Rebecca Herzig

Professor of Gender and Sexuality Studies


Gender and Sexuality Studies

Pettengill Hall, Room 209


Rebecca Herzig holds the College’s only full-time faculty appointment in Gender and Sexuality Studies.  She is a contributing member of the Programs in African American Studies and American Cultural Studies, and regularly advises theses in AAS, ACS, and History.

Her work includes Suffering for Science: Reason and Sacrifice in Modern America, The Nature of Difference: Sciences of Race in the United States from Jefferson to Genomics, and a new series, Feminist Technosciences, co-edited with Banu Subramaniam of the University of Massachusetts, Amherst.  Her latest book, Plucked: A History of Hair Removal, has been named a “Best Book of the Year” by the Economist magazine and the Science Friday radio program, and a finalist for the Maine Writers and Publishers Alliance Literary Award for Nonfiction.

Excerpts from reviews of Plucked:

“The brutal methods of depilation Herzig records are as fascinating as they are horrific…. [U]ltimately Plucked is an important work, not least because it is so very readable.”

— Times Higher Education

“[W]ho gets to decide what torture is?

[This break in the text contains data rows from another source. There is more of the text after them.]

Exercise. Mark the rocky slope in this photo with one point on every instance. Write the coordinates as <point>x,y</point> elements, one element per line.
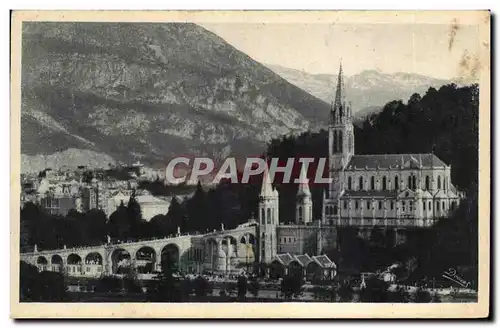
<point>149,92</point>
<point>368,91</point>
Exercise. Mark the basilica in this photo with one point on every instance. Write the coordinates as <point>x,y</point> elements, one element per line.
<point>394,192</point>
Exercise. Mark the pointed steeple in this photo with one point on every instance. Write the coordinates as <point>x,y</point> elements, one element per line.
<point>339,93</point>
<point>303,183</point>
<point>266,189</point>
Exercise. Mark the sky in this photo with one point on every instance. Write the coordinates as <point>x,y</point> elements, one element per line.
<point>434,50</point>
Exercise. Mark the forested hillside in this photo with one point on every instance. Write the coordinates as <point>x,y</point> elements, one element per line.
<point>443,121</point>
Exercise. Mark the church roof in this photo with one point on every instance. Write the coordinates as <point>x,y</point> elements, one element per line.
<point>303,259</point>
<point>369,193</point>
<point>285,259</point>
<point>303,184</point>
<point>394,161</point>
<point>324,261</point>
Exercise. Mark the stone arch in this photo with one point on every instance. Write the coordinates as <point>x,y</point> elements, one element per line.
<point>211,247</point>
<point>74,264</point>
<point>56,262</point>
<point>145,259</point>
<point>93,264</point>
<point>294,268</point>
<point>42,263</point>
<point>42,260</point>
<point>276,270</point>
<point>170,255</point>
<point>56,259</point>
<point>120,261</point>
<point>229,245</point>
<point>93,258</point>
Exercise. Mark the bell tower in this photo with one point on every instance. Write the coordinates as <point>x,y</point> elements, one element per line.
<point>268,220</point>
<point>340,147</point>
<point>341,130</point>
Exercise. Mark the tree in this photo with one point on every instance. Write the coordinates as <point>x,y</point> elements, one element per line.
<point>119,224</point>
<point>376,291</point>
<point>45,286</point>
<point>169,286</point>
<point>291,286</point>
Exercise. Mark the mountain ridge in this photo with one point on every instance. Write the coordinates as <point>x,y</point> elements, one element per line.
<point>150,92</point>
<point>368,90</point>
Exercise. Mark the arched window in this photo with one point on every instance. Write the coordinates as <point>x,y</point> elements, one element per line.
<point>334,143</point>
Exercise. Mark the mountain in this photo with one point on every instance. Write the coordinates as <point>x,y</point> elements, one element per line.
<point>368,91</point>
<point>149,92</point>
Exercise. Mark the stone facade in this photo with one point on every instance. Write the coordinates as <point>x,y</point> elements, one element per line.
<point>388,190</point>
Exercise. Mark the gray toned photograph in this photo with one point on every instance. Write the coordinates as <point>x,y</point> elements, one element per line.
<point>112,112</point>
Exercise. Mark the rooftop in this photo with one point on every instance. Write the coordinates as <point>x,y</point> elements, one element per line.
<point>394,161</point>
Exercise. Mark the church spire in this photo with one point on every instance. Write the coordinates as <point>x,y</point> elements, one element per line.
<point>303,183</point>
<point>339,93</point>
<point>266,189</point>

When, Herzig wonders, does a practice cease to be unpleasant and become cruel? Many would answer ‘when it is involuntary’, but that begs a crucial question: What is ‘voluntary’?”

Wall Street Journal

“[A] smart and engaging social history.”

— Globe and Mail (Toronto)

Plucked’s thorough investigation of hair removal’s history makes this consuming read a wake-up call.”

— Bitch

“[A] fascinating new book…very timely.”

— The Times (London)

“Read on. This book is astonishing.”

— Press Herald (Portland)

“fascinating…Rebecca Herzig manages to explore issues of race and gender, class and religion, power and commerce, with both intellectual rigor and a healthy sense of humor.”

— Boston Globe

“To depilate or not has long been discussed as political, but only in light of what the hair itself, or its absence, communicates…[P]ublic discussions about body hair tend to cluster around whether hairiness is unfeminine. Herzig, in contrast, lays bare a global network among petroleum production, migration, and personal grooming decisions—which, in her analysis, are never simply personal but rather interwoven with the economy, the environment, and animals, whose hair removal paved the way for human depilation.”

 — Women’s Review of Books

“[A]n interesting, serious, and meticulously researched contribution to American history, offering a variety of insights around key topics in the evolution of attitudes and practices relating to hair.”

— Journal of American History

“By its title, Plucked would seem to offer a volume of frothy fun (tinged with schadenfreude) about the high cost of fashion glory; it turns out to be eye-poppingly informative, thought-provoking and, almost against the author’s will, frothy fun.”